Obtain a contrast-enhanced computed tomography (CT) scan as the gold standard for diagnosing pancreatic necrosis and peripancreatic fluid collections
Mindy Dickerman MD
What to Do – Gather Appropriate Data
Acute pancreatitis can be classified as edematous, interstitial pancreatitis (mild) or necrotizing pancreatitis (severe). Although most attacks of acute pancreatitis are mild and patients recover relatively quickly, severe necrotizing pancreatitis is associated with a high rate of morbidity and a significant mortality. Rarely, there are patients who present with early severe acute pancreatitis, consisting of extensive pancreatic necrosis and organ failure at admission.

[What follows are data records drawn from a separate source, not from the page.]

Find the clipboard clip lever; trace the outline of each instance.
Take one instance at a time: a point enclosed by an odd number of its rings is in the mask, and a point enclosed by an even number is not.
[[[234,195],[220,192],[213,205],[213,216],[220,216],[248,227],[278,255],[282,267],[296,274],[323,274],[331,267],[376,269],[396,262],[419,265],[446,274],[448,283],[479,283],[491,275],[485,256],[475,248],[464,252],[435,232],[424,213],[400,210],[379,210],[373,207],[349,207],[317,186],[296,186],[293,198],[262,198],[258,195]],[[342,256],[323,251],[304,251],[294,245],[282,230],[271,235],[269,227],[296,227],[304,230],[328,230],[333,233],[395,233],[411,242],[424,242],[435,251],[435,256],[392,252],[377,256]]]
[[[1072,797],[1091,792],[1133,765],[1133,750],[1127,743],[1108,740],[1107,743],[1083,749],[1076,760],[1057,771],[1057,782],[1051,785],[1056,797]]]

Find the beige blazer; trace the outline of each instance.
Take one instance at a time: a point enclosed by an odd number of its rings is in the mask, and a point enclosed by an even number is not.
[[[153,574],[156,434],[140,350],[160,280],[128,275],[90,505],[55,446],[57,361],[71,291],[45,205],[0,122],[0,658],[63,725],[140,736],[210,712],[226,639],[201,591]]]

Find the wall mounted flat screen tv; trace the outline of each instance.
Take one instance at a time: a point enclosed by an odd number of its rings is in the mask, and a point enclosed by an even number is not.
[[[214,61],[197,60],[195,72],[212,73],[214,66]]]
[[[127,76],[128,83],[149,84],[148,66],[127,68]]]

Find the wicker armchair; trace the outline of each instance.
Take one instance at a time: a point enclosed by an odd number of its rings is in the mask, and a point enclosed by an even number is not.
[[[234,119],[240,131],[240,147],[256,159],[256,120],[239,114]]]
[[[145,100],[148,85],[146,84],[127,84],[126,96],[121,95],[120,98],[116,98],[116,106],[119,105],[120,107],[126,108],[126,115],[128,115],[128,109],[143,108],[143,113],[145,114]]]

Knowing the severity of pancreatitis helps determine the management and predicted outcome. Contrast-enhanced CT is the imaging modality of choice to assess the severity of acute pancreatitis and for detecting complications related to acute pancreatitis. Contrast-enhanced CT distinguishes between edematous and necrotizing pancreatitis because areas of necrosis and exudate do not enhance. CT is more accurate than ultrasonography for the diagnosis of severe pancreatic necrosis. It takes time for pancreatic necrosis to develop and is unlikely to be seen by contrast CT on the first day of illness. It is, therefore, more helpful to obtain a contrast CT if the initial diagnosis is unclear, if a child with acute pancreatitis is deteriorating, or is determined clinically or by outcome severity score to have severe pancreatitis. A radiologist is able to assign a CT severity index score based on the percentage of necrosis seen on contrast enhanced CT, which is used to predict outcome and dictate subsequent management in adults.